The others, who need a lot more convincing, all arguing with each other at once in the ship until Zack gets impatient and says, “The zords.”

“The what?” Billy says.

“The zords,” Zack says, looking straight at Alpha 5, who’s gone ghostly still. “You were gonna show them to us today, right? Some last minute motivation to get us to morph? Except it didn’t work. It won’t work. We need something better.”

“You have no chance against Rita if you cannot morph,” Zordon booms, sounding even more grim than usual. “That is your only hope.”

They stay in the caves all day and night and try combat training as usual. Trust falls off the cliffs. Holding hands in front of the morphing grid and praying really hard. Nothing works, and no one has any better ideas. Not even Jason.

“There’s got to be some kind of instruction manual that comes with this shit,” Zack says, turning on Zordon.

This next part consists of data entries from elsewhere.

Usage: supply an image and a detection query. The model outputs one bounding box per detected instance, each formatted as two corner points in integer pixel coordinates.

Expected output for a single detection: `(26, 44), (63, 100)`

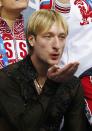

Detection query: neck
(31, 56), (48, 81)
(1, 8), (20, 28)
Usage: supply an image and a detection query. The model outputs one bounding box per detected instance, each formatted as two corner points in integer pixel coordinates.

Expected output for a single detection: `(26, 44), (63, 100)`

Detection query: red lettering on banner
(4, 42), (13, 58)
(19, 42), (27, 58)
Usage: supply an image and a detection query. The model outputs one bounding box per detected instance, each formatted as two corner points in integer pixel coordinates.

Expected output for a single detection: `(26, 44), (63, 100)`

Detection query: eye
(44, 35), (52, 39)
(59, 35), (66, 40)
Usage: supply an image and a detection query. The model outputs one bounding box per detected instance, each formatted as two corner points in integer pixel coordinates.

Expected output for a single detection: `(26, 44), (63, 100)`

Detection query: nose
(53, 36), (60, 50)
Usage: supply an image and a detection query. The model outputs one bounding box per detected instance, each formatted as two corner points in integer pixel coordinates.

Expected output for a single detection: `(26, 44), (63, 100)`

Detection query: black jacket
(0, 56), (87, 131)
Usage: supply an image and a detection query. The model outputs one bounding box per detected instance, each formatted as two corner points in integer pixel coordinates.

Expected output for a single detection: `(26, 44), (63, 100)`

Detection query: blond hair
(26, 9), (68, 38)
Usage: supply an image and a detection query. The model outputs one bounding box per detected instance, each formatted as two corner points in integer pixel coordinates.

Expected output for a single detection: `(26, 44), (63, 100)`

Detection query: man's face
(33, 23), (66, 66)
(0, 0), (29, 11)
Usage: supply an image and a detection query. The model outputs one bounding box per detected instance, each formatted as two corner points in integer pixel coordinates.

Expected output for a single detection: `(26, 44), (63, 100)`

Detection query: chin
(49, 61), (58, 66)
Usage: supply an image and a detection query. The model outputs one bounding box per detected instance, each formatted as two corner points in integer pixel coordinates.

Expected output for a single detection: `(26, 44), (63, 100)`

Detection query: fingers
(47, 62), (79, 82)
(61, 62), (79, 74)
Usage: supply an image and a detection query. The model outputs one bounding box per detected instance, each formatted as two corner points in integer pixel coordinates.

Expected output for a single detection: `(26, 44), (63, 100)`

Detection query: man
(23, 0), (79, 81)
(0, 10), (88, 131)
(54, 0), (92, 127)
(0, 0), (28, 69)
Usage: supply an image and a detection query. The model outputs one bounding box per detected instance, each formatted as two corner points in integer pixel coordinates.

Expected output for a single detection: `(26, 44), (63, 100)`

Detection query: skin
(0, 0), (28, 28)
(29, 23), (66, 84)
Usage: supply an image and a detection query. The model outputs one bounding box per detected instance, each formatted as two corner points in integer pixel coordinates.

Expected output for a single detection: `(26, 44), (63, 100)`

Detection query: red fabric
(81, 76), (92, 113)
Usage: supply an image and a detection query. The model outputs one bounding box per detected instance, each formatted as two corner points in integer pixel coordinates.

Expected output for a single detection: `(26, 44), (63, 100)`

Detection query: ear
(28, 35), (35, 47)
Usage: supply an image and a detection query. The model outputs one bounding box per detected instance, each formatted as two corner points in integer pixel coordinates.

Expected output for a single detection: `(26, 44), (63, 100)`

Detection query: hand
(47, 62), (79, 82)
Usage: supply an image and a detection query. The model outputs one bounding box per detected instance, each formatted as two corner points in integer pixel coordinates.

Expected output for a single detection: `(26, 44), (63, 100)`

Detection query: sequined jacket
(0, 56), (87, 131)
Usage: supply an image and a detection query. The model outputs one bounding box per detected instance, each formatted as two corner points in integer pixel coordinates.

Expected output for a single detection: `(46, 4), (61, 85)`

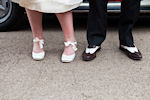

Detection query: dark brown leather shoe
(82, 45), (101, 61)
(120, 45), (142, 60)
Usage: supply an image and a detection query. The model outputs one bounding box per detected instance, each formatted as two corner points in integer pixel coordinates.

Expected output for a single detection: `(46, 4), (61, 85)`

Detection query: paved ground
(0, 14), (150, 100)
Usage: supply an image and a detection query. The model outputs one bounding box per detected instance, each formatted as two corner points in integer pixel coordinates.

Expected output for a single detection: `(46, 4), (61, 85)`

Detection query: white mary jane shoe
(61, 41), (77, 63)
(32, 37), (45, 60)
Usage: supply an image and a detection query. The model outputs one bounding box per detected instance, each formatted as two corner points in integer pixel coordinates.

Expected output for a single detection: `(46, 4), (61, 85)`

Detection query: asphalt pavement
(0, 14), (150, 100)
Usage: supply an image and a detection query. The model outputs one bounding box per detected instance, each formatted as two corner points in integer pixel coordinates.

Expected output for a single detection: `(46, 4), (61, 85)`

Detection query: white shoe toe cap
(32, 52), (45, 60)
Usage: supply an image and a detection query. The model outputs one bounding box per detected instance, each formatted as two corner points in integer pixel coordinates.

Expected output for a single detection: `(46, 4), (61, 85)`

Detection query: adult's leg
(26, 9), (43, 53)
(119, 0), (140, 46)
(56, 11), (76, 55)
(87, 0), (108, 46)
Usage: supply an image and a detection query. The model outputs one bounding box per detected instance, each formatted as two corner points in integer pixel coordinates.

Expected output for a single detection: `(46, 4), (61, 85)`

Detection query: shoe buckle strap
(64, 41), (78, 51)
(33, 37), (44, 48)
(85, 46), (99, 54)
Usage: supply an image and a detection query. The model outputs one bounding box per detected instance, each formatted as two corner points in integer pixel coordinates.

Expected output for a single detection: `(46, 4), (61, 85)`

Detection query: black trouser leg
(119, 0), (140, 46)
(87, 0), (108, 45)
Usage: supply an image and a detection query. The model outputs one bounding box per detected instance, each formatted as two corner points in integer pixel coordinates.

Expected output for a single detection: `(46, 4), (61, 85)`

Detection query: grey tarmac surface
(0, 14), (150, 100)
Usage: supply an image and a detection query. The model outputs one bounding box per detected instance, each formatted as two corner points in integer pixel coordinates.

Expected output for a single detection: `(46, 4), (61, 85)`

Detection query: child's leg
(26, 9), (43, 53)
(56, 12), (76, 55)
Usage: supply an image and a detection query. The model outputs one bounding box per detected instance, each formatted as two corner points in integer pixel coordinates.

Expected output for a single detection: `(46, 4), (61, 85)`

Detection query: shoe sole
(119, 47), (142, 61)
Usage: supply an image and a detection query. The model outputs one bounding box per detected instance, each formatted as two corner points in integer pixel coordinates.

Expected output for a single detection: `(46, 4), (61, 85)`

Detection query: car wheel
(0, 0), (24, 31)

He wants to tear out his hair in frustration. “ _Morphing 101? How To Be A Power Ranger?_ What the fuck are you even _good_ for if you can’t teach us what you’re supposed to? It’s your only job!”

“The problem lies not with me,” Zordon snaps, “but with you _._ All of you. None of you have given up enough.”

“The hell is that supposed to mean?” Zack says. “You don’t know anything!”

“No,” Zordon says, “ _you_ don’t,” and he almost sounds— _sad._ “That is the problem.”

“I’ll show you a problem,” Zack says, stalking forward, and Jason stops him with an arm blocking his chest.

“None of this is helping,” he says. “We have to focus. Come on—” And he turns to look at Zack like _he’s_ the answer. “There’s got to be something. You’ve got to know something. There’s got to be something you’re not telling us.”

“All I know is that we’re _fucked,_ ” Zack says, and then something occurs to him. “Hey, I’ve got a better question. Why isn’t it you?”

“What?”

“You heard me,” Zack says. “Why isn’t this freaky time loop shit happening to _you?_ ”

“Why should it be,” Jason says, confused, and oh hell no, he’s not going to stand here and fucking pretend—

“ _You’re_ the one who wanted this,” Zack says.

But Jason’s shaking his head, staring at him in honest-to-god surprise.

“It’s got to be you for a reason, Zack,” Jason says, and Zack throws up his hands.  

“Fuck,” Zack says, “why do I even care,” and that’s when Rita Repulsa bursts through the cave walls and descends upon them.

Everyone is shouting, moving all at once, but later Zack will only remember one thing: the tip of Rita’s spear sharp against his neck as Billy screams the answer with panic in his eyes.

Oh, Zack thinks wildly against the sear of pain opening at his throat, he knew this whole time— _Billy,_ he’s the answer—

 

**04**

Zack wakes up and can’t quite remember his dream. Earth and fire, collapsing into each other, crumbling everything into dust. He shakes the afterimage away. Goes to find Billy.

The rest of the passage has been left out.